Musket Man broke sharply from the 2 post and maintained a close stalking position past the grandstand the first time and around the far turn. He backed off a bit down the backside and swung wide into the far turn under jockey Eibar Coa. As the field straightened for home, Musket Man loomed up on the outside to make a race of it and engaged Pioneerof the Nile and Papa Clem in a 3-way battle down the center of the track to the wire, but Mine That Bird zipped by on the rail for all the glory.
“He got hung out so wide, but he was still coming at the end. I was really proud of him the way he ran today,” Ryan said. “He got bumped around, but that’s the Derby.”
“I got bumped near the finish and I know that cost me second because [Pioneerof the Nile] only beat me a nose,” Coa said.
Ryan indicated on Sunday that Musket Man would next run in either the Preakness Stakes or Belmont Stakes, but not both, depending on how he came out of the Derby.
As for the others, there weren’t any excuses.
“No thoughts,” Harty said of Mr. Hot Stuff. “He didn’t run any good.”
“My horse was just not comfortable out there,” said John Velazquez, Dunkirk’s rider. “[The winner] was next to me the whole way on the backstretch. My horse was not running, with mud getting kicked in his face, so I eased out a little bit and [Mine That Bird] took the spot I left open on the inside. Then he just took off and passed everyone. It was unbelievable.”
IZZY AGAIN AT A.C.
Izzy Kate made it two wins in eight days when she wired the field by two lengths in the first race at Atlantic City on Thursday. Ryan trains Izzy Kate for Thomas Bledsoe. Pierre Ortega Hernandez had the mount on Izzy Kate, a 3-year-old filly, which paid $13.20 to win.

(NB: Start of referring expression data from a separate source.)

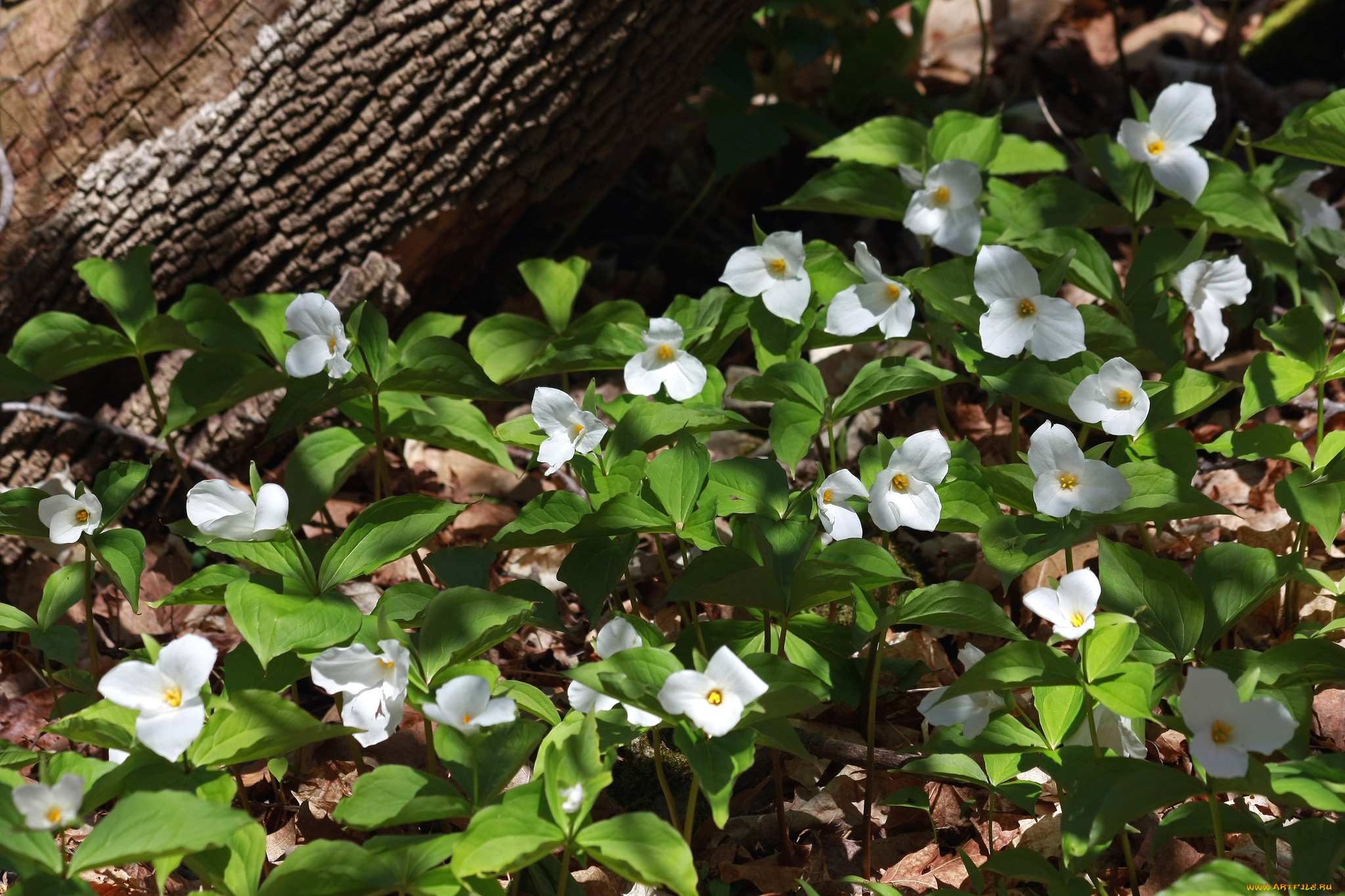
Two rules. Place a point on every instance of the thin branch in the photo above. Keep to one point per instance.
(79, 419)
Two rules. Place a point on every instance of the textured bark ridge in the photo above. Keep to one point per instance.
(346, 125)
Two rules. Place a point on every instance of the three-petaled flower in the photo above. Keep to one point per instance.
(665, 363)
(322, 337)
(221, 511)
(1208, 288)
(68, 519)
(879, 301)
(373, 687)
(167, 694)
(1224, 729)
(944, 205)
(1114, 396)
(970, 710)
(775, 272)
(46, 807)
(1070, 608)
(1183, 113)
(1067, 480)
(838, 519)
(715, 699)
(1019, 316)
(569, 429)
(466, 703)
(904, 492)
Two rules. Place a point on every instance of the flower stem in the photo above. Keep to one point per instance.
(657, 739)
(690, 809)
(95, 667)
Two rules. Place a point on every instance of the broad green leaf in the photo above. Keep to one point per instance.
(384, 532)
(318, 468)
(393, 796)
(464, 622)
(214, 381)
(1156, 593)
(125, 286)
(275, 622)
(53, 345)
(152, 824)
(643, 848)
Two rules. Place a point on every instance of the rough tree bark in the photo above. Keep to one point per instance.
(271, 144)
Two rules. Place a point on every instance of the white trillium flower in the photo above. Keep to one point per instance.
(970, 710)
(663, 363)
(46, 807)
(1070, 608)
(373, 687)
(573, 798)
(713, 699)
(772, 270)
(167, 694)
(1019, 314)
(1114, 398)
(569, 430)
(1310, 209)
(221, 511)
(904, 492)
(944, 205)
(1114, 733)
(68, 519)
(466, 703)
(838, 519)
(1067, 480)
(322, 337)
(879, 301)
(1208, 288)
(1181, 116)
(1224, 730)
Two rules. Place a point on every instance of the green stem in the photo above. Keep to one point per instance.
(657, 738)
(690, 809)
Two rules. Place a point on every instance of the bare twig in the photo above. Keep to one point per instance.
(79, 419)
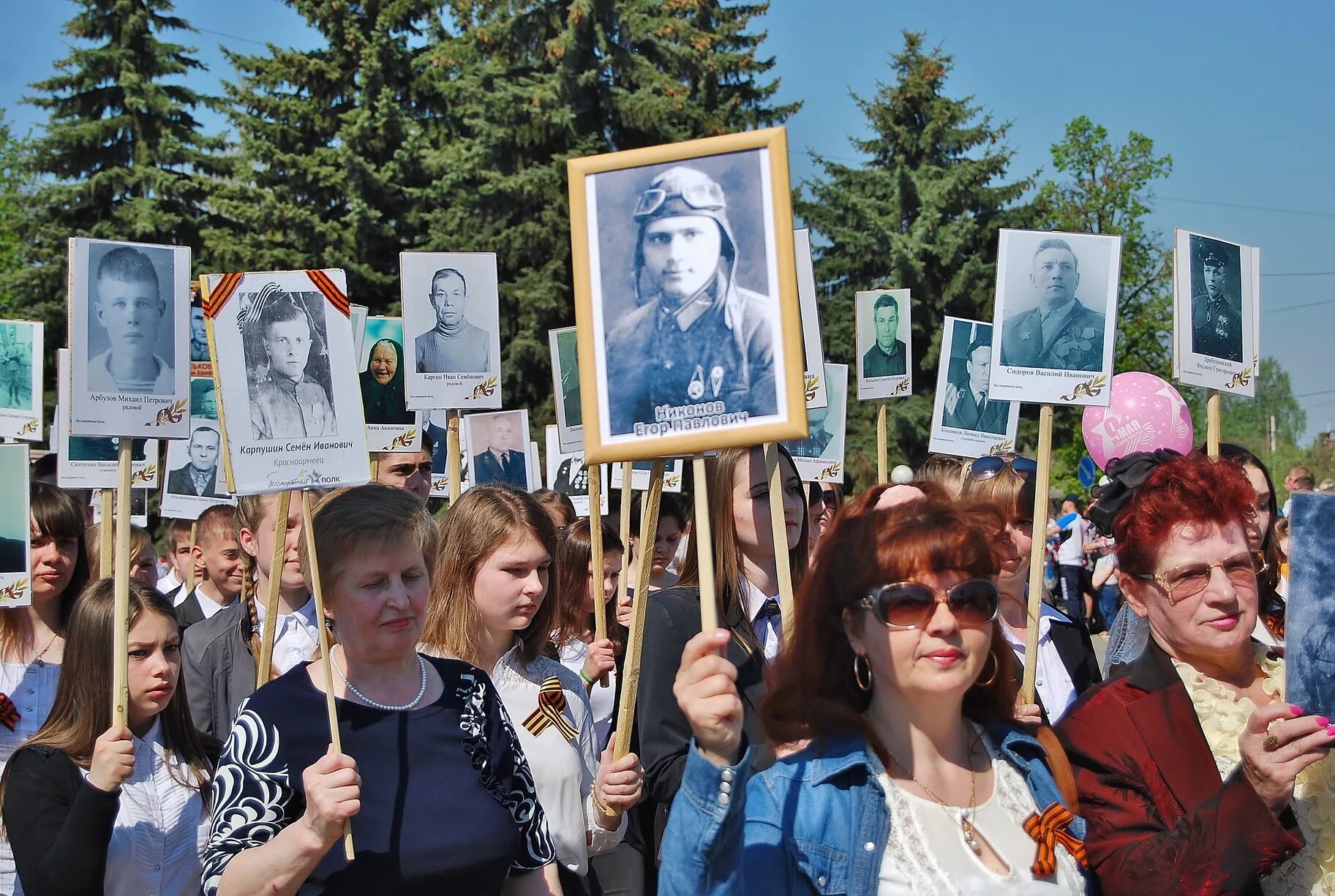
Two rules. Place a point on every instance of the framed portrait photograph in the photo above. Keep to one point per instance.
(686, 297)
(129, 338)
(966, 420)
(820, 456)
(568, 475)
(195, 480)
(20, 380)
(390, 426)
(94, 461)
(884, 345)
(641, 470)
(435, 426)
(565, 385)
(1056, 309)
(451, 314)
(14, 527)
(290, 405)
(813, 355)
(497, 449)
(1216, 313)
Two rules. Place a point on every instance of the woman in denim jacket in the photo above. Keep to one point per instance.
(901, 769)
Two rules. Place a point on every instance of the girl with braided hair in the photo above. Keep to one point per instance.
(221, 655)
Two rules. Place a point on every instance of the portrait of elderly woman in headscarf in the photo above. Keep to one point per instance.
(382, 385)
(1194, 773)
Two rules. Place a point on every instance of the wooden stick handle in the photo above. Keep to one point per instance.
(778, 530)
(1213, 423)
(190, 569)
(636, 641)
(704, 543)
(121, 666)
(451, 446)
(330, 705)
(1042, 480)
(106, 535)
(883, 451)
(275, 579)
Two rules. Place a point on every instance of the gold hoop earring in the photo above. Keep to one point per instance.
(859, 674)
(996, 668)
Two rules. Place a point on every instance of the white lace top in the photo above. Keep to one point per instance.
(925, 851)
(32, 688)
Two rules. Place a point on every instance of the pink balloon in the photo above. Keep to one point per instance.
(1144, 413)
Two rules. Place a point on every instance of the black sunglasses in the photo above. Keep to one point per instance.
(909, 605)
(991, 465)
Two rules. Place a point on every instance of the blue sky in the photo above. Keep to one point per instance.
(1239, 94)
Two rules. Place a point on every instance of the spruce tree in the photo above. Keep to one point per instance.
(922, 213)
(522, 87)
(121, 155)
(330, 147)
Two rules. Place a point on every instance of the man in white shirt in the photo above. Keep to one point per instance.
(217, 549)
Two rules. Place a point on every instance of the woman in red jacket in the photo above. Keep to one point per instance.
(1194, 776)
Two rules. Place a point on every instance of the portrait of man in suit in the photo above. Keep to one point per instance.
(967, 404)
(1059, 333)
(498, 462)
(199, 477)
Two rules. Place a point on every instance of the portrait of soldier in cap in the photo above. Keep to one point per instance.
(1216, 320)
(694, 336)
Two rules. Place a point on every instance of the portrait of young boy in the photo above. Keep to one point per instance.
(129, 305)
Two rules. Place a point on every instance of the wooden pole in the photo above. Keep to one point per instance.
(636, 640)
(121, 648)
(190, 569)
(451, 445)
(1213, 425)
(883, 453)
(778, 529)
(600, 604)
(330, 707)
(275, 574)
(702, 535)
(106, 538)
(1042, 480)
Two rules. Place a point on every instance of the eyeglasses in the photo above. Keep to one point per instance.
(909, 605)
(1189, 580)
(699, 195)
(991, 465)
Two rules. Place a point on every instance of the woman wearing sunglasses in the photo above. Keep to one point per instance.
(1067, 664)
(911, 776)
(1194, 775)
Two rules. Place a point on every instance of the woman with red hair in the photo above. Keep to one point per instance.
(903, 771)
(1194, 776)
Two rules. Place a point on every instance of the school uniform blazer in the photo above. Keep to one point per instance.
(673, 619)
(1160, 820)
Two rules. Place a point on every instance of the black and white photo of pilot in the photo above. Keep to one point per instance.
(966, 404)
(286, 355)
(131, 334)
(1216, 309)
(1045, 323)
(454, 345)
(689, 305)
(497, 441)
(199, 475)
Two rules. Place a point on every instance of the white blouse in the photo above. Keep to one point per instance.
(925, 851)
(32, 688)
(160, 827)
(564, 772)
(601, 700)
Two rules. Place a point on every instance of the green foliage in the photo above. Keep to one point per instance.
(922, 213)
(121, 158)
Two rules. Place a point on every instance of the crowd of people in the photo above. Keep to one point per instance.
(877, 744)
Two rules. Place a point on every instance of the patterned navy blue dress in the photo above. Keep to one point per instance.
(448, 802)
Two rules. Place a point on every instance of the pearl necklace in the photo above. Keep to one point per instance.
(366, 700)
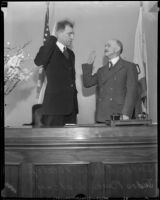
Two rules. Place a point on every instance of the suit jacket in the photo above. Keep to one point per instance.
(116, 88)
(61, 94)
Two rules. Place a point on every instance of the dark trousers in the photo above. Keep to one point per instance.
(59, 120)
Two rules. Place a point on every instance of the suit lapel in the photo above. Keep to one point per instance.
(107, 74)
(67, 62)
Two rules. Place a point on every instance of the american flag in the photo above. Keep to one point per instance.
(140, 58)
(46, 34)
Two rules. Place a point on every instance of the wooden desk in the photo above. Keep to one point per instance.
(96, 161)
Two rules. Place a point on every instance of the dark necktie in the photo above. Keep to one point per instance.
(65, 52)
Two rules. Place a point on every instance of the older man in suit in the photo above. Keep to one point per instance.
(116, 82)
(60, 104)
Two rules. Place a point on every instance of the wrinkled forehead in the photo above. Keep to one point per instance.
(112, 43)
(68, 29)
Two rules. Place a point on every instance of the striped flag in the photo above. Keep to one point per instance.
(42, 81)
(140, 58)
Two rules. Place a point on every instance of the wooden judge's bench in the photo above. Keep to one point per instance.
(91, 160)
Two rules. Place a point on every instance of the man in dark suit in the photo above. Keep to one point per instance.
(116, 83)
(60, 104)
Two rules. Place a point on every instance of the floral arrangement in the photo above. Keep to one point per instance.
(13, 68)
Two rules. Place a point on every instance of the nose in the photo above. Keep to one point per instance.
(72, 36)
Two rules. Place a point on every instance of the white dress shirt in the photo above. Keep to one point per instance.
(114, 60)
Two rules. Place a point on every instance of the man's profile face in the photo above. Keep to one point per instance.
(111, 49)
(66, 36)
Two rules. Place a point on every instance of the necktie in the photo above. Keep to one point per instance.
(65, 52)
(110, 65)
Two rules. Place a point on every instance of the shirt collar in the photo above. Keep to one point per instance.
(114, 60)
(60, 45)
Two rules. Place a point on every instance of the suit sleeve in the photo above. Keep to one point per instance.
(89, 79)
(132, 89)
(45, 52)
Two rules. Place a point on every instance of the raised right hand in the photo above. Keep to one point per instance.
(91, 57)
(54, 30)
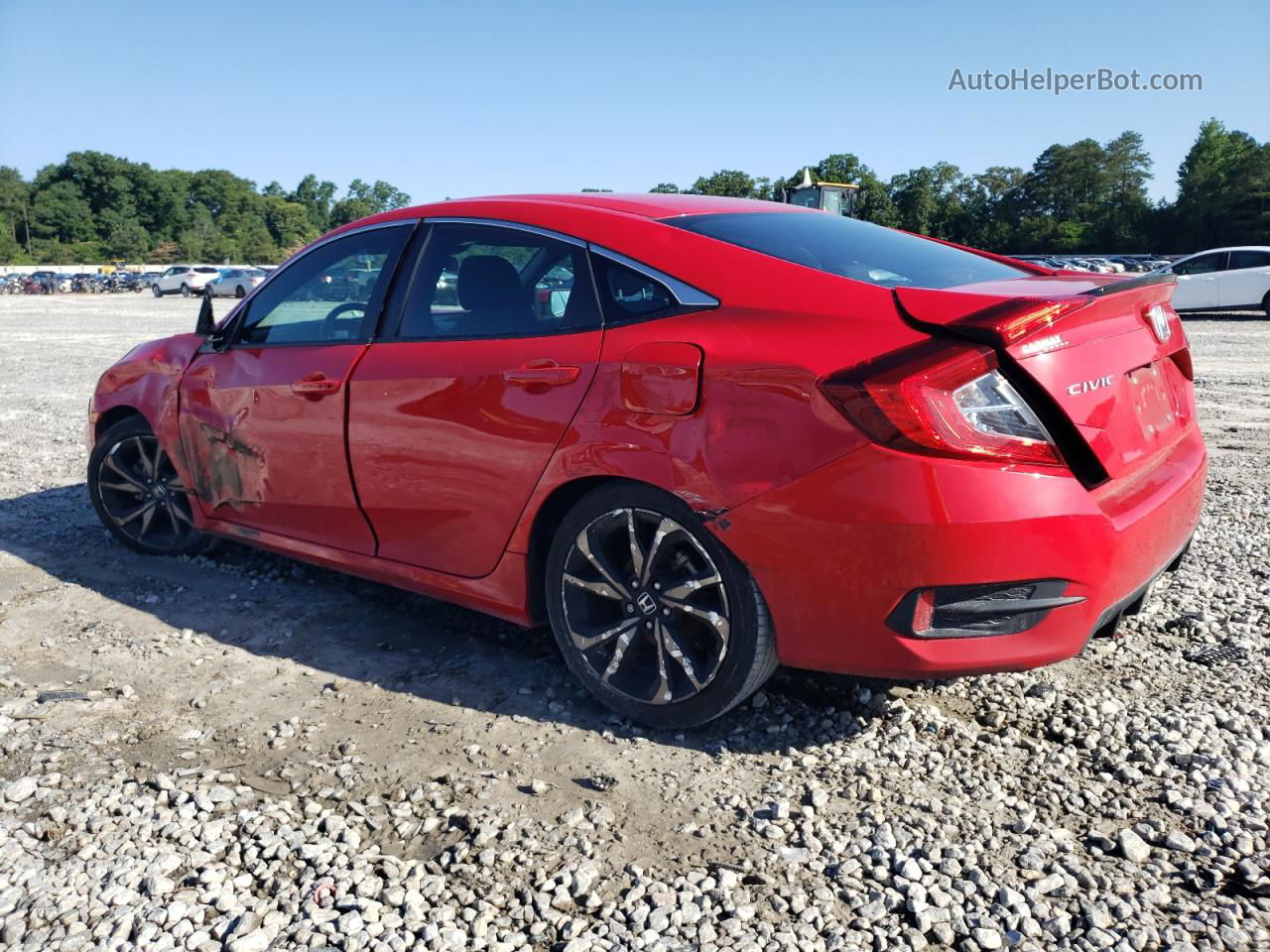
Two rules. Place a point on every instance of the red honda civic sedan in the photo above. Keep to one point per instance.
(699, 436)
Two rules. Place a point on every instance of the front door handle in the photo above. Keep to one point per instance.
(317, 385)
(539, 375)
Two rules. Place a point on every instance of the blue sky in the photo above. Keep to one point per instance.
(481, 96)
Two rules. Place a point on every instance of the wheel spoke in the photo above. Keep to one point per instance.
(662, 692)
(119, 471)
(146, 518)
(710, 617)
(584, 643)
(636, 551)
(145, 460)
(676, 651)
(601, 563)
(597, 588)
(178, 513)
(688, 587)
(619, 654)
(665, 529)
(122, 488)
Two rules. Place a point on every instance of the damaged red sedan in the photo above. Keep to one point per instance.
(699, 436)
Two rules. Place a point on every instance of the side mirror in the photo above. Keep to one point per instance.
(206, 324)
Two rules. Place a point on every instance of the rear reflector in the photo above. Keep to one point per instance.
(943, 400)
(978, 611)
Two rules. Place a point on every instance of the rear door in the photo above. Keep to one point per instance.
(263, 420)
(1198, 282)
(1246, 278)
(456, 412)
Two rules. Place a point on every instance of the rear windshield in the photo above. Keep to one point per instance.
(853, 249)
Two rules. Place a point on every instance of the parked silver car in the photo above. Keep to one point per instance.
(234, 282)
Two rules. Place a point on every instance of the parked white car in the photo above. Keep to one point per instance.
(183, 280)
(1223, 280)
(234, 282)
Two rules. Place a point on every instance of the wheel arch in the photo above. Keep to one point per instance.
(114, 416)
(548, 517)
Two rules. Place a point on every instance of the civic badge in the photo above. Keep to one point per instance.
(1160, 322)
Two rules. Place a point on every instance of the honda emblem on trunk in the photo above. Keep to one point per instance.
(1160, 322)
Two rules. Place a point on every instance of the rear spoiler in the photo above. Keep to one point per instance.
(1146, 281)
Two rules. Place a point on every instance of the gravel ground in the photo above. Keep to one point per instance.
(259, 754)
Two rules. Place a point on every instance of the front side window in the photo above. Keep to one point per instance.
(1205, 264)
(481, 281)
(329, 295)
(851, 248)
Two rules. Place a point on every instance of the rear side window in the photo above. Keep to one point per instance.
(1248, 259)
(629, 296)
(853, 249)
(1205, 264)
(331, 294)
(484, 281)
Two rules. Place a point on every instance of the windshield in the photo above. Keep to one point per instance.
(849, 248)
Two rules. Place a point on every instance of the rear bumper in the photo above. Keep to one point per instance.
(835, 551)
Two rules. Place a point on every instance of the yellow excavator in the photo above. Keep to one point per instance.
(832, 197)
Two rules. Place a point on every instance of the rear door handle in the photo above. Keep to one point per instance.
(317, 384)
(541, 373)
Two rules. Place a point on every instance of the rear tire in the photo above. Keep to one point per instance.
(137, 494)
(653, 615)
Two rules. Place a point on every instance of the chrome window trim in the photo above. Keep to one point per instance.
(512, 225)
(685, 295)
(227, 324)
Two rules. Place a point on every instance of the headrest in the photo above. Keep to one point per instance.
(488, 281)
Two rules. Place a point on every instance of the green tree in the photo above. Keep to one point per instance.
(16, 207)
(62, 213)
(726, 181)
(317, 198)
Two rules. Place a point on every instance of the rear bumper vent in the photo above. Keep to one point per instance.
(978, 611)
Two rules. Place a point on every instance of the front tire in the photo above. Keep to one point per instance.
(652, 612)
(137, 494)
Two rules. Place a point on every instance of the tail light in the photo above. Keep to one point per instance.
(943, 402)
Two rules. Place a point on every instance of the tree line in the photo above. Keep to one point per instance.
(1087, 195)
(96, 207)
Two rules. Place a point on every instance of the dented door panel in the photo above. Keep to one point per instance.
(266, 451)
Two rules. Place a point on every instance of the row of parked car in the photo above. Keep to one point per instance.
(187, 280)
(1109, 264)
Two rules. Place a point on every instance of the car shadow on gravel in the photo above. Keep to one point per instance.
(361, 631)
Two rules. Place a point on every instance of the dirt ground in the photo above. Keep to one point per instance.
(304, 683)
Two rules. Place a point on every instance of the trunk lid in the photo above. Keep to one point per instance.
(1105, 354)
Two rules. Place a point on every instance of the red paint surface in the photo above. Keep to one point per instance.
(452, 447)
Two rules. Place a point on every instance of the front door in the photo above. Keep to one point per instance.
(263, 420)
(454, 416)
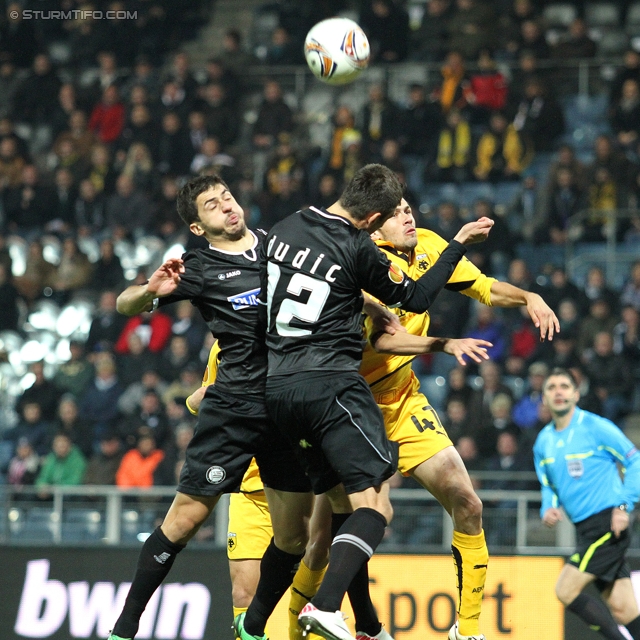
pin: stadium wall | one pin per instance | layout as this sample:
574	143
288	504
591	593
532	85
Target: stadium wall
61	593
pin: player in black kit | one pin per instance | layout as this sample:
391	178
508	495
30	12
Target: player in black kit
222	281
316	265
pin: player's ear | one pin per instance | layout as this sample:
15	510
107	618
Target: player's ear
196	229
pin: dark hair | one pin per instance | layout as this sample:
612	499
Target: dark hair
187	195
561	371
374	188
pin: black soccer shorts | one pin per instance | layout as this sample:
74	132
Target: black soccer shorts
599	552
231	431
335	427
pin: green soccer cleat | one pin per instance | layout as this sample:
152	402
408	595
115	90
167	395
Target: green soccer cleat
238	628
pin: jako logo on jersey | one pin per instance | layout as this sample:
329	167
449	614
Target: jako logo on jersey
395	274
244	300
229	274
215	475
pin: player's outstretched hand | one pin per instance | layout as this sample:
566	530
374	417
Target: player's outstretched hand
619	521
474	232
165	279
552	516
475	349
543	316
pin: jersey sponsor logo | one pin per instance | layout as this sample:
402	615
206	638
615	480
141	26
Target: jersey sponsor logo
575	468
215	475
245	299
395	274
229	274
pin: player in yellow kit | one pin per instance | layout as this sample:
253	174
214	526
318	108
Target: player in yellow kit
426	453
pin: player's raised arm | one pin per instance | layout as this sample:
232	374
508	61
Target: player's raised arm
163	282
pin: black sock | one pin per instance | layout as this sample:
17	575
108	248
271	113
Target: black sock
633	628
358	591
354	544
595	613
277	569
155	561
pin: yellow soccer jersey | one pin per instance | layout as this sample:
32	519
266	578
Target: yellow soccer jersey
251	481
384	371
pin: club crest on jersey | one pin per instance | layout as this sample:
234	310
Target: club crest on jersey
395	274
244	300
575	468
215	475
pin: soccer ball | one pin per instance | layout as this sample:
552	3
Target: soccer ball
337	50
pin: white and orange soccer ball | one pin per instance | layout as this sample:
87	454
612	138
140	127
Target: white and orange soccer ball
337	50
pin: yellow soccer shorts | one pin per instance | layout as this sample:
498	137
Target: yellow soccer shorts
413	423
250	529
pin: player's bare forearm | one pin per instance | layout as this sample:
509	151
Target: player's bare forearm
134	300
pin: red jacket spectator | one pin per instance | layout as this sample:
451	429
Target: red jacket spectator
155	332
107	117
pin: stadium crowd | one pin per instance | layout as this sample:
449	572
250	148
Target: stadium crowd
95	145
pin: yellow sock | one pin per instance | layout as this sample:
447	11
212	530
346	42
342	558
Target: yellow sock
305	585
470	558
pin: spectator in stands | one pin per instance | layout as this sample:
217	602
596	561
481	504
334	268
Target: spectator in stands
566	199
455	90
525	411
89	210
73	426
629	71
9	296
168	471
387	27
380	121
108	116
472	28
131	399
128	210
596	287
610	377
106	326
499	421
103	466
74	375
73	273
99	403
419	131
625	121
174	147
148	418
501	152
101	172
447	221
24	466
539	117
429	42
274	117
63	466
139	464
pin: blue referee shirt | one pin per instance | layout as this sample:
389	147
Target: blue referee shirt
577	467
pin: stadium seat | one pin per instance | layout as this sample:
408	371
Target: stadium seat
602	14
559	14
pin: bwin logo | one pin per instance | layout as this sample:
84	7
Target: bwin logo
244	300
175	610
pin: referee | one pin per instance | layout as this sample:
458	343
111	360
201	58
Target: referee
577	457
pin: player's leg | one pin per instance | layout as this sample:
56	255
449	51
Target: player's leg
569	590
621	601
185	516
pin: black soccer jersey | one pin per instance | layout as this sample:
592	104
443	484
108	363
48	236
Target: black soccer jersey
224	286
314	268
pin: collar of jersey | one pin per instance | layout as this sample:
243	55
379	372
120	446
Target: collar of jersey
239	253
330	216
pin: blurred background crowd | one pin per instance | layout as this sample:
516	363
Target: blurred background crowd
528	112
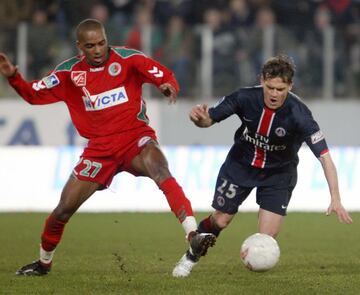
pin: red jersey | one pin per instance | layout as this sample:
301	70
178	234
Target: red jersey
104	100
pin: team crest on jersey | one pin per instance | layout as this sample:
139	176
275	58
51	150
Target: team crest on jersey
280	132
143	140
114	69
105	99
51	81
79	78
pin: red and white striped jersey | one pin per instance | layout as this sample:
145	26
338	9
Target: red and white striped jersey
101	100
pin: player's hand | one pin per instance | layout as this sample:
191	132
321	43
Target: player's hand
169	91
200	116
7	68
342	214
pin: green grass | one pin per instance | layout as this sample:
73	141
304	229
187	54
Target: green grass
135	253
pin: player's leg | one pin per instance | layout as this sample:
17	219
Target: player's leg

Eddie Kenneally sent out his first winner of the Churchill Downs spring meet in Joseph Sutton’s Valtrus, which closed relentlessly over the turf course to get up by three-quarters of a length in last Tuesday’s ninth race, a second-level allowance race. Kent Desormeaux rode the 5-year-old horse, which paid $5.40 to win as the favorite.
Kenneally also got a win out of Homewrecker Stable’s Multipass, which relished the mud in Friday’s second race, scoring by four lengths in a starter allowance at a mile out of the chute. Julien Leparoux had the seat on the winner, which paid $9.20 to win.
Celebrity chef Bobby Flay got a black-type win in Sunday’s Grade 3 Senorita Stakes at Hollywood Park with Irish-bred Mrs Kipling. The 3-year-old filly, trained by Neil Drysdale and ridden by David Flores, came from well off the pace in her second stateside venture and wrested the lead in midstretch to go on and put slightly more than two lengths between her and her nearest chaser at the wire. Flay’s filly paid $6.00 as the choice.